Presiden Amerika Serikat, Donald Trump, mengisyaratkan bahwa negaranya memiliki opsi untuk melenyapkan Pemimpin Tertinggi Iran, Ayatollah Ali Khamenei. Pernyataan keras ini dilontarkan di tengah meningkatnya konflik antara Iran dan Israel, yang didukung penuh oleh Washington.
Eskalasi bermula ketika Israel melancarkan serangan terhadap fasilitas nuklir dan militer Iran, dengan alasan untuk mencegah Teheran mengembangkan senjata nuklir. Iran membalas dengan meluncurkan rudal dan drone ke wilayah Israel, memperparah ketegangan yang sudah tinggi.
Trump mengklaim bahwa AS kini memegang kendali penuh atas wilayah udara Iran dan mengetahui persis keberadaan Khamenei.

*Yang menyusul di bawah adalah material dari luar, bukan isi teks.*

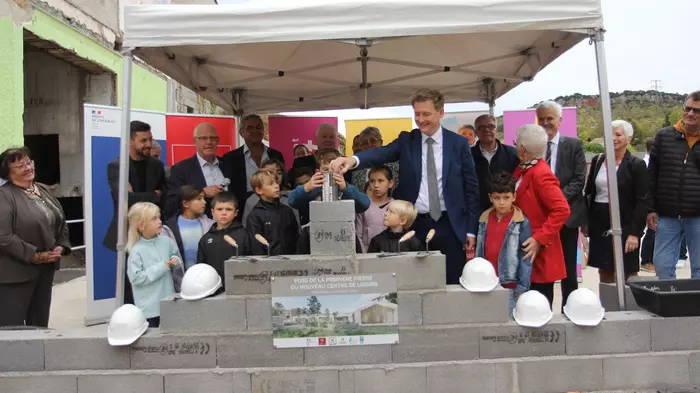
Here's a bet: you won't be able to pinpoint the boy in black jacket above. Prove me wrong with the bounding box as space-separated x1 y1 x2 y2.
197 191 262 283
367 200 423 253
246 169 299 255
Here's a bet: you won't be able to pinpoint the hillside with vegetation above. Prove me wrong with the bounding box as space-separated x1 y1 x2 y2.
544 90 685 153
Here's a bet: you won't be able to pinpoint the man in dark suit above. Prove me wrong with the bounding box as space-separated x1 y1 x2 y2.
220 114 285 211
472 114 519 212
102 120 165 304
165 123 231 218
331 89 480 284
536 101 587 307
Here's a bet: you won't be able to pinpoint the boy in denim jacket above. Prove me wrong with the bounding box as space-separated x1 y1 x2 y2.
476 172 532 313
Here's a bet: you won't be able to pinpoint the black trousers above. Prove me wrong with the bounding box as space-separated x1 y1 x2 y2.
530 282 554 308
0 264 55 327
413 212 467 285
550 225 578 307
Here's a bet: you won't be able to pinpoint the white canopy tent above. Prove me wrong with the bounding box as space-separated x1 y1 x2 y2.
117 0 624 307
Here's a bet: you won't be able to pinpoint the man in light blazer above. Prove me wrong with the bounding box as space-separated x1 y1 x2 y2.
331 89 481 284
536 101 587 307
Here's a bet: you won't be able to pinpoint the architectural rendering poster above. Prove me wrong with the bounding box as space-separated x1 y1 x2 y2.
272 273 399 348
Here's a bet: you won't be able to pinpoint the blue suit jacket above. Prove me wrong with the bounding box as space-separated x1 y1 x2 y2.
356 128 481 242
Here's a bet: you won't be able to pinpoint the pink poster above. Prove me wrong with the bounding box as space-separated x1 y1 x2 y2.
268 116 338 167
503 108 578 146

Meskipun menyebut Khamenei sebagai "sasaran empuk," Trump mengindikasikan bahwa tindakan ekstrem seperti pembunuhan belum akan dilakukan, "setidaknya untuk saat ini."
Namun, Trump memperingatkan bahwa kesabaran AS semakin menipis dan menuntut agar Iran menyerah tanpa syarat. Pernyataan ini muncul setelah Trump memperpendek kunjungannya ke KTT G7 karena situasi di Timur Tengah.
Perdana Menteri Israel, Benjamin Netanyahu, juga tidak menampik kemungkinan menargetkan Khamenei. Ia berpendapat bahwa tindakan tersebut justru dapat mengakhiri konflik, alih-alih memperburuknya. Netanyahu menunjuk pada keberhasilan Israel membunuh ilmuwan nuklir Iran sebagai contoh keberhasilan operasi serupa.
Iran bersikeras bahwa program nuklirnya sepenuhnya damai dan membantah tuduhan Israel bahwa mereka sedang mengembangkan bom nuklir. Menteri Luar Negeri Iran, Abbas Araghchi, menuding serangan Israel bertujuan untuk menggagalkan potensi kesepakatan nuklir antara Iran dan AS.
Araghchi menegaskan bahwa Iran tidak memulai perang ini dan tidak berniat melanggengkan pertumpahan darah. Namun, ia menyatakan bahwa Teheran akan berjuang habis-habisan untuk melindungi negara dan rakyatnya, dan memperingatkan bahwa upaya menjerumuskan AS ke dalam "Perang Abadi" akan menghancurkan peluang solusi diplomatik.